The young flanker will be part of a Moseley squad haunted by relegation fears – but that pales into insignificance alongside the possible consequences of his last trip to Surrey.
That was in March 2009 and a day that hadn’t gone well suddenly got a lot worse.
The 22-year-old was then at Coventry and found himself fighting for breath as the team bus headed back to the Midlands after a 27-18 defeat.
The prompt action of physio Julie Snow helped get Pons through the life-threatening anaphylactic shock before he was rushed from the roadside to hospital in Banbury.

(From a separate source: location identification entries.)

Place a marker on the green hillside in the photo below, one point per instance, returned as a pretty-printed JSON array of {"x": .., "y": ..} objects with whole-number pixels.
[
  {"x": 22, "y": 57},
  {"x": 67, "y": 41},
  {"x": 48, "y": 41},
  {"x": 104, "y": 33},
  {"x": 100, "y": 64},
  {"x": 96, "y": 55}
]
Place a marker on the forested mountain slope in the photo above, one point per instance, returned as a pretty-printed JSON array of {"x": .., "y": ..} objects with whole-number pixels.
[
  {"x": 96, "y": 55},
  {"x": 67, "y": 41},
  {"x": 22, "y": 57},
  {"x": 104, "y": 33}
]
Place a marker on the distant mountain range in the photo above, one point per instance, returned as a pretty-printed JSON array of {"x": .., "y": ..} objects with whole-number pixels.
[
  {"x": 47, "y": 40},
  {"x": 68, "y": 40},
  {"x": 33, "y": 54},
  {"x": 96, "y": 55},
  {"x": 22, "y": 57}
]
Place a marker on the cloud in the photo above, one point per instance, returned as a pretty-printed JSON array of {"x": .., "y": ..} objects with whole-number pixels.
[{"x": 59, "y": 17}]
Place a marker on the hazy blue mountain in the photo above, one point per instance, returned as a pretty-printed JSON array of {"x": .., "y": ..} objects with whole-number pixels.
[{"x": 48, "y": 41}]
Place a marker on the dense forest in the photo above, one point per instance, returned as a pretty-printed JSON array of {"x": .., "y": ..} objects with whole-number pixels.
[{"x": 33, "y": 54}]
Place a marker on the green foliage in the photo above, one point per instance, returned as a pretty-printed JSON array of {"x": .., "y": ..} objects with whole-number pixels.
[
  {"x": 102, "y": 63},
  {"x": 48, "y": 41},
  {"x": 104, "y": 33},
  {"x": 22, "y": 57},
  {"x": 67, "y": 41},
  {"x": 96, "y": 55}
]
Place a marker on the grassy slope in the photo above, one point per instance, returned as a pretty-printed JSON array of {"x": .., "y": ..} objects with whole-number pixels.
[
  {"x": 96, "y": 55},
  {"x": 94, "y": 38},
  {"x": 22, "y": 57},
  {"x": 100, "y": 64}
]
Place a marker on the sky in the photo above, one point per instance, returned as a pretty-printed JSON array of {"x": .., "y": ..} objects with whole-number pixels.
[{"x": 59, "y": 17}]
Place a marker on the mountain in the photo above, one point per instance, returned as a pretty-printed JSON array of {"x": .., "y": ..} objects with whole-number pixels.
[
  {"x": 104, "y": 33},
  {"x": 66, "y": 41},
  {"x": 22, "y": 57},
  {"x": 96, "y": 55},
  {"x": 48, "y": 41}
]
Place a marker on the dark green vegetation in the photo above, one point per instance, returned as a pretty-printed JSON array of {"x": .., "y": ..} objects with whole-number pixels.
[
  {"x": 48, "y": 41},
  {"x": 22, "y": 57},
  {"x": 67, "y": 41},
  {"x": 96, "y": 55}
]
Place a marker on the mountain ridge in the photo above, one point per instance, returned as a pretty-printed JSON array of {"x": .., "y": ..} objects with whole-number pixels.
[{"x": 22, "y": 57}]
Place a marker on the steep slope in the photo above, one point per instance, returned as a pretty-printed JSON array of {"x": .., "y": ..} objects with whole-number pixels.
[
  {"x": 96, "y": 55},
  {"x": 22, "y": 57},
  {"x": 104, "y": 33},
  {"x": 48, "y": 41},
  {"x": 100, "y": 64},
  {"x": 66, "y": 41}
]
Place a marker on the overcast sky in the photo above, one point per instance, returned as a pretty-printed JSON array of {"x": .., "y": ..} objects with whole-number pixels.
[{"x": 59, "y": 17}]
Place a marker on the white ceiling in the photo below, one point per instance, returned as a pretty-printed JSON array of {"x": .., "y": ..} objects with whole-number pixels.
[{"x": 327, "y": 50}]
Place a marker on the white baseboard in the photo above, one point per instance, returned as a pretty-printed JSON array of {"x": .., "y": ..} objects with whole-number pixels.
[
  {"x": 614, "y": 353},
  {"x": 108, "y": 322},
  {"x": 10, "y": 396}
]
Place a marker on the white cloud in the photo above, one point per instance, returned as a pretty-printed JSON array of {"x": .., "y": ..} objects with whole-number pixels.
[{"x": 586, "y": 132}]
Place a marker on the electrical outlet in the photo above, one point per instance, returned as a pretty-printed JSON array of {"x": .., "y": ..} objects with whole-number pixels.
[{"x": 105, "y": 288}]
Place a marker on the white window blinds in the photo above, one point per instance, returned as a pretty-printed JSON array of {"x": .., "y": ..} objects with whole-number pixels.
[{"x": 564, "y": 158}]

And although he was later released to return home he was struck down again the following day and was taken in to Solihull Hospital where he spent more than a week.
As he looks back on that fateful day now, without any lasting damage, the homegrown forward realises he could have lost more then a rugby match.
“I didn’t feel right on the day,” he reflects. “I was getting a lot of stick on the bus on the way because of all the welts I had, they looked like big massive red spots, raised a few millimetres – I looked like a leopard.
“But when I got there I didn’t feel too bad and I was desperate to get on. I got ten minutes but it was clear to me I just couldn’t get my head in the right place.
“I took a lineout and couldn’t remember if I was supposed to throw it off the top or not so I came halfway down and bobbled it and it went to ground.
“Then I made a tackle and came in at the side – it was little things like that, I just couldn’t get my head concentrated.